Geometry Graffiti — Polygons in the Hallways
- Grades: 6–8
I L-O-V-E teaching geometry. I really do. Maybe it’s because it is that part of mathematics that is so visual. Even the abstractness of polyhedral views can be easily understood with all of the technology and Web sites dedicated to creating 3-D images.
Making the transition from polygons, interior angle sums, exterior angle measurements, and lines of symmetry to polyhedral views can be a bit tricky. One of the final steps I take in preparing my 6th grade students for stretching their perspective and tackling the volume and surface area of these beautiful figures is to create polygon graffiti on the walls of our school’s hallways. Using painter’s tape, protractors, and a graphic organizer, my students select a regular or irregular polygon to replicate in the hallway.

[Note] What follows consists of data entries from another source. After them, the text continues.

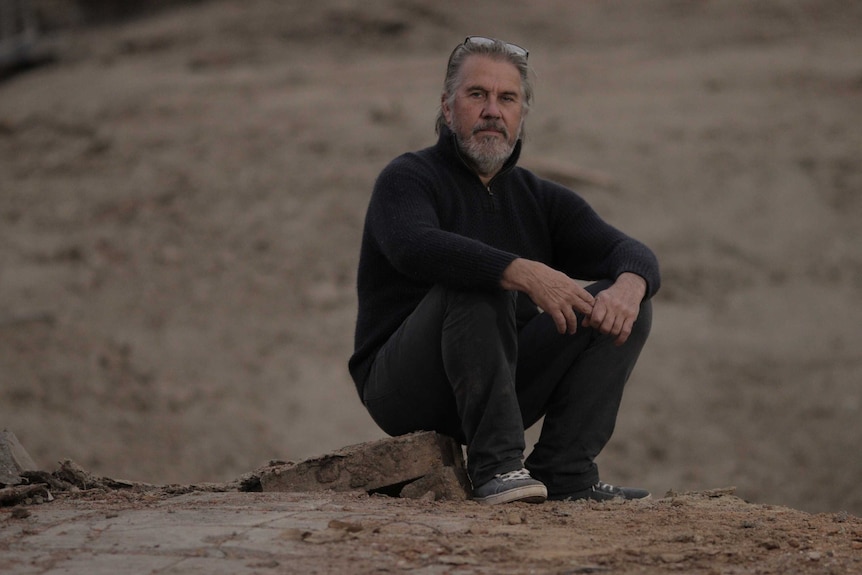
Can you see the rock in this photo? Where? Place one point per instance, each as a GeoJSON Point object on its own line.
{"type": "Point", "coordinates": [14, 459]}
{"type": "Point", "coordinates": [433, 462]}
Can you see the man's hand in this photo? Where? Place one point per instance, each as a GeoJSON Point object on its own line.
{"type": "Point", "coordinates": [556, 293]}
{"type": "Point", "coordinates": [616, 308]}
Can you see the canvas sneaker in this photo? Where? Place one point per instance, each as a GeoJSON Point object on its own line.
{"type": "Point", "coordinates": [604, 492]}
{"type": "Point", "coordinates": [512, 486]}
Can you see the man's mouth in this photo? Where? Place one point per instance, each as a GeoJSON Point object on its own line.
{"type": "Point", "coordinates": [490, 130]}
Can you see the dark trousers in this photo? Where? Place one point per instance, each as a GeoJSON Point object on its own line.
{"type": "Point", "coordinates": [460, 365]}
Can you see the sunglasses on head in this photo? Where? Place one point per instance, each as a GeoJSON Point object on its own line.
{"type": "Point", "coordinates": [483, 41]}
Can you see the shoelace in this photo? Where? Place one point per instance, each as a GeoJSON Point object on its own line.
{"type": "Point", "coordinates": [602, 486]}
{"type": "Point", "coordinates": [516, 475]}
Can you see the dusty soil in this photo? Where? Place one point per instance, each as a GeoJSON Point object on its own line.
{"type": "Point", "coordinates": [238, 533]}
{"type": "Point", "coordinates": [181, 201]}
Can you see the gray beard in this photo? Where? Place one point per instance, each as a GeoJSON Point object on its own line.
{"type": "Point", "coordinates": [487, 154]}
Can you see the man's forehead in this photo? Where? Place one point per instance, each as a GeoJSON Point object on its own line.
{"type": "Point", "coordinates": [485, 71]}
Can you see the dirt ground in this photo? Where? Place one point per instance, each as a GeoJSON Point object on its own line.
{"type": "Point", "coordinates": [182, 196]}
{"type": "Point", "coordinates": [709, 533]}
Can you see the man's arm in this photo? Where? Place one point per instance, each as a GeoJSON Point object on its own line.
{"type": "Point", "coordinates": [613, 311]}
{"type": "Point", "coordinates": [616, 308]}
{"type": "Point", "coordinates": [556, 293]}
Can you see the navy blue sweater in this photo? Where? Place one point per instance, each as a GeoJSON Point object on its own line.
{"type": "Point", "coordinates": [431, 221]}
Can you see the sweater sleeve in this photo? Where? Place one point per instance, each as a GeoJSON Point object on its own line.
{"type": "Point", "coordinates": [589, 248]}
{"type": "Point", "coordinates": [403, 219]}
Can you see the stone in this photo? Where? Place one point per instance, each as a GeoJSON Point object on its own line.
{"type": "Point", "coordinates": [387, 465]}
{"type": "Point", "coordinates": [14, 459]}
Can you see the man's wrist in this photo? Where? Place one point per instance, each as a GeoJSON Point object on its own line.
{"type": "Point", "coordinates": [634, 281]}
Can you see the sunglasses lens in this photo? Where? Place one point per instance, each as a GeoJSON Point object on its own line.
{"type": "Point", "coordinates": [483, 41]}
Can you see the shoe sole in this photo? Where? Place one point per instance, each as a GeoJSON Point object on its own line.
{"type": "Point", "coordinates": [527, 494]}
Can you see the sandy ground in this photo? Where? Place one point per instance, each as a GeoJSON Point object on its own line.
{"type": "Point", "coordinates": [97, 533]}
{"type": "Point", "coordinates": [181, 201]}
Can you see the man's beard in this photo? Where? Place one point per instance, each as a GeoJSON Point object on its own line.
{"type": "Point", "coordinates": [487, 153]}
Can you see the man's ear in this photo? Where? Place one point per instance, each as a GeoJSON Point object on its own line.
{"type": "Point", "coordinates": [447, 111]}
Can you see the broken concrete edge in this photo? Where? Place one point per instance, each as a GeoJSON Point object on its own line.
{"type": "Point", "coordinates": [422, 465]}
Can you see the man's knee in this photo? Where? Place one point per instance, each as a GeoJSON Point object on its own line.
{"type": "Point", "coordinates": [643, 324]}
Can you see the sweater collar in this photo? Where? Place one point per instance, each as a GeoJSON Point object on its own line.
{"type": "Point", "coordinates": [448, 142]}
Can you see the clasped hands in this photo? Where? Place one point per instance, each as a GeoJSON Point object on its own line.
{"type": "Point", "coordinates": [612, 311]}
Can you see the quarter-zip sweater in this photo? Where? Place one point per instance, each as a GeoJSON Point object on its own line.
{"type": "Point", "coordinates": [432, 221]}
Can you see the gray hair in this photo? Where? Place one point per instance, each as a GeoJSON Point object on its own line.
{"type": "Point", "coordinates": [498, 50]}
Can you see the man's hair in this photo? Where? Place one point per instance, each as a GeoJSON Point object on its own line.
{"type": "Point", "coordinates": [497, 50]}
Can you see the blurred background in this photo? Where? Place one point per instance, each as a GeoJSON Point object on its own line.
{"type": "Point", "coordinates": [183, 186]}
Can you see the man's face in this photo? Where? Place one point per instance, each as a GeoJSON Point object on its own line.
{"type": "Point", "coordinates": [487, 111]}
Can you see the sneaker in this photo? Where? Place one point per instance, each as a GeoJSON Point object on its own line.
{"type": "Point", "coordinates": [604, 492]}
{"type": "Point", "coordinates": [512, 486]}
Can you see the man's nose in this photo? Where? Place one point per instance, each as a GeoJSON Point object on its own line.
{"type": "Point", "coordinates": [492, 110]}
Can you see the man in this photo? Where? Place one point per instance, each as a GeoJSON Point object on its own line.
{"type": "Point", "coordinates": [470, 323]}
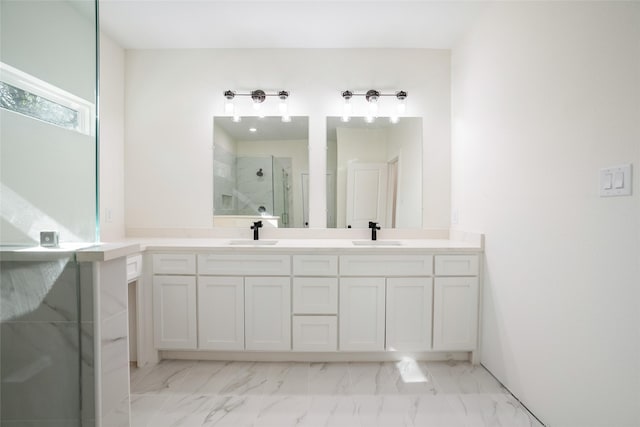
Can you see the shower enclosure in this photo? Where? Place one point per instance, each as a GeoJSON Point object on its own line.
{"type": "Point", "coordinates": [48, 157]}
{"type": "Point", "coordinates": [260, 186]}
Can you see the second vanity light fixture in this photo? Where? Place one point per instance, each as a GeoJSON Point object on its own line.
{"type": "Point", "coordinates": [258, 96]}
{"type": "Point", "coordinates": [372, 96]}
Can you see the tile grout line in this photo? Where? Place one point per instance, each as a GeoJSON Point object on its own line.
{"type": "Point", "coordinates": [514, 396]}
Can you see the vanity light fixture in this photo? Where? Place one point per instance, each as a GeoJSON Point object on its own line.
{"type": "Point", "coordinates": [258, 97]}
{"type": "Point", "coordinates": [373, 96]}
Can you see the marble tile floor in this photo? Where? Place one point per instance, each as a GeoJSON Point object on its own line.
{"type": "Point", "coordinates": [185, 393]}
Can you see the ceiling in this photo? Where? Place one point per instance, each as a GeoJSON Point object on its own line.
{"type": "Point", "coordinates": [181, 24]}
{"type": "Point", "coordinates": [267, 128]}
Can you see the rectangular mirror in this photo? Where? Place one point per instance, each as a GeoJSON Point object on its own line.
{"type": "Point", "coordinates": [374, 173]}
{"type": "Point", "coordinates": [259, 169]}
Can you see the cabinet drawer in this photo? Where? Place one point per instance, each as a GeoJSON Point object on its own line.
{"type": "Point", "coordinates": [456, 265]}
{"type": "Point", "coordinates": [318, 295]}
{"type": "Point", "coordinates": [134, 267]}
{"type": "Point", "coordinates": [315, 265]}
{"type": "Point", "coordinates": [386, 265]}
{"type": "Point", "coordinates": [315, 333]}
{"type": "Point", "coordinates": [246, 265]}
{"type": "Point", "coordinates": [174, 264]}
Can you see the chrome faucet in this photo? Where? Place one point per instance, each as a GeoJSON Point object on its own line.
{"type": "Point", "coordinates": [256, 225]}
{"type": "Point", "coordinates": [374, 226]}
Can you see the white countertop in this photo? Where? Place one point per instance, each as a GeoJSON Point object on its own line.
{"type": "Point", "coordinates": [84, 252]}
{"type": "Point", "coordinates": [242, 245]}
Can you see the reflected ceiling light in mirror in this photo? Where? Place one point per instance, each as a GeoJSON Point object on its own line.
{"type": "Point", "coordinates": [373, 96]}
{"type": "Point", "coordinates": [258, 97]}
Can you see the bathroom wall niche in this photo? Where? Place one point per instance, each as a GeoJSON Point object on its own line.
{"type": "Point", "coordinates": [376, 172]}
{"type": "Point", "coordinates": [258, 174]}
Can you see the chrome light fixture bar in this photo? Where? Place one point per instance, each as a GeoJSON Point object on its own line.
{"type": "Point", "coordinates": [258, 97]}
{"type": "Point", "coordinates": [372, 97]}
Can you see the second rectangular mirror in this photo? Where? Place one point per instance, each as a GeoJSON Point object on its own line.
{"type": "Point", "coordinates": [374, 173]}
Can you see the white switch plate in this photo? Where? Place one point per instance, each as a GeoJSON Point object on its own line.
{"type": "Point", "coordinates": [615, 181]}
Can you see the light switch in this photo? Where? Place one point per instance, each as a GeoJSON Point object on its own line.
{"type": "Point", "coordinates": [618, 180]}
{"type": "Point", "coordinates": [615, 181]}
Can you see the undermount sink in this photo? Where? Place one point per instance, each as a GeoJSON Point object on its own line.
{"type": "Point", "coordinates": [377, 242]}
{"type": "Point", "coordinates": [248, 242]}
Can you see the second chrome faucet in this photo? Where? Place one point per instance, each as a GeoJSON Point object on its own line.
{"type": "Point", "coordinates": [255, 227]}
{"type": "Point", "coordinates": [374, 227]}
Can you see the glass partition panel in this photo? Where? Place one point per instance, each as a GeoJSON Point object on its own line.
{"type": "Point", "coordinates": [48, 90]}
{"type": "Point", "coordinates": [47, 111]}
{"type": "Point", "coordinates": [374, 173]}
{"type": "Point", "coordinates": [259, 174]}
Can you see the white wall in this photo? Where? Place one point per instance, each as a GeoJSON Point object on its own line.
{"type": "Point", "coordinates": [355, 145]}
{"type": "Point", "coordinates": [405, 138]}
{"type": "Point", "coordinates": [544, 95]}
{"type": "Point", "coordinates": [111, 140]}
{"type": "Point", "coordinates": [172, 95]}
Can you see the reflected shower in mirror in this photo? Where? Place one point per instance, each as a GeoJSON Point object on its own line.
{"type": "Point", "coordinates": [374, 173]}
{"type": "Point", "coordinates": [259, 165]}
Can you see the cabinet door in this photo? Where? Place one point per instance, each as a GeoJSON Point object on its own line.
{"type": "Point", "coordinates": [268, 313]}
{"type": "Point", "coordinates": [221, 313]}
{"type": "Point", "coordinates": [174, 312]}
{"type": "Point", "coordinates": [317, 295]}
{"type": "Point", "coordinates": [362, 314]}
{"type": "Point", "coordinates": [315, 333]}
{"type": "Point", "coordinates": [409, 302]}
{"type": "Point", "coordinates": [455, 313]}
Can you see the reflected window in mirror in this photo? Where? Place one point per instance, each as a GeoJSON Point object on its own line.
{"type": "Point", "coordinates": [374, 173]}
{"type": "Point", "coordinates": [259, 171]}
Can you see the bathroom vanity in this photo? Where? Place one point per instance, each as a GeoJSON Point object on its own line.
{"type": "Point", "coordinates": [306, 299]}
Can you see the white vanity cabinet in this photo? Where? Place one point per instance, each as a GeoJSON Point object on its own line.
{"type": "Point", "coordinates": [455, 305]}
{"type": "Point", "coordinates": [350, 301]}
{"type": "Point", "coordinates": [220, 313]}
{"type": "Point", "coordinates": [362, 313]}
{"type": "Point", "coordinates": [315, 303]}
{"type": "Point", "coordinates": [244, 302]}
{"type": "Point", "coordinates": [391, 310]}
{"type": "Point", "coordinates": [268, 313]}
{"type": "Point", "coordinates": [174, 301]}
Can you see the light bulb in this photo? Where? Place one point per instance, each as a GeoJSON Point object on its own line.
{"type": "Point", "coordinates": [401, 107]}
{"type": "Point", "coordinates": [229, 107]}
{"type": "Point", "coordinates": [346, 108]}
{"type": "Point", "coordinates": [373, 107]}
{"type": "Point", "coordinates": [346, 111]}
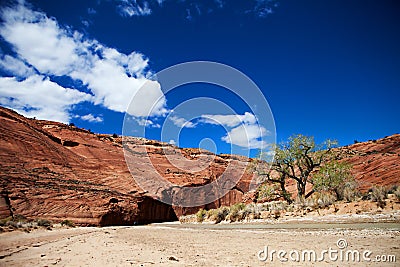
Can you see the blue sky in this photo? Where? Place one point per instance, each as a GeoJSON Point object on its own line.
{"type": "Point", "coordinates": [329, 69]}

Polygon Graffiti Requirements
I have had polygons that had vertices on the ceiling as well as polygons that wrapped around corners of corridors. The shapes are actually quite beautiful. There are many possibilities to this culminating activity. Here are the requirements that I set for my students:
- Include one side that measures two feet (we know what this means for regular polygons).
- Use the equation (n - 2)180 to calculate the sum of the interior angles.
- Indicate lines of congruence with green painter’s tape.
- Indicate lines of symmetry with dotted pieces of green painter’s tape.
- Label the measure of all interior angles.
- Post the name of the polygon beside the figure.
- Post a graphic organizer with all information completed.
Feel free to use the graphic organizer that I require my students to complete. You may also want to have your students explore this Math Is Fun page before they fill out the polyhedral view for their polygon.
It generally takes about two hours for the students to complete this activity. For those that finish their polygon early, I have other polygon name cards laminated and ready to go for them. Many of my students like the challenge of completing more than one figure, especially the irregular dodecagon and hendecagon (undecagon). I hope you try this with your students. It’s great as a review before standardized testing and as an alternate form of assessment.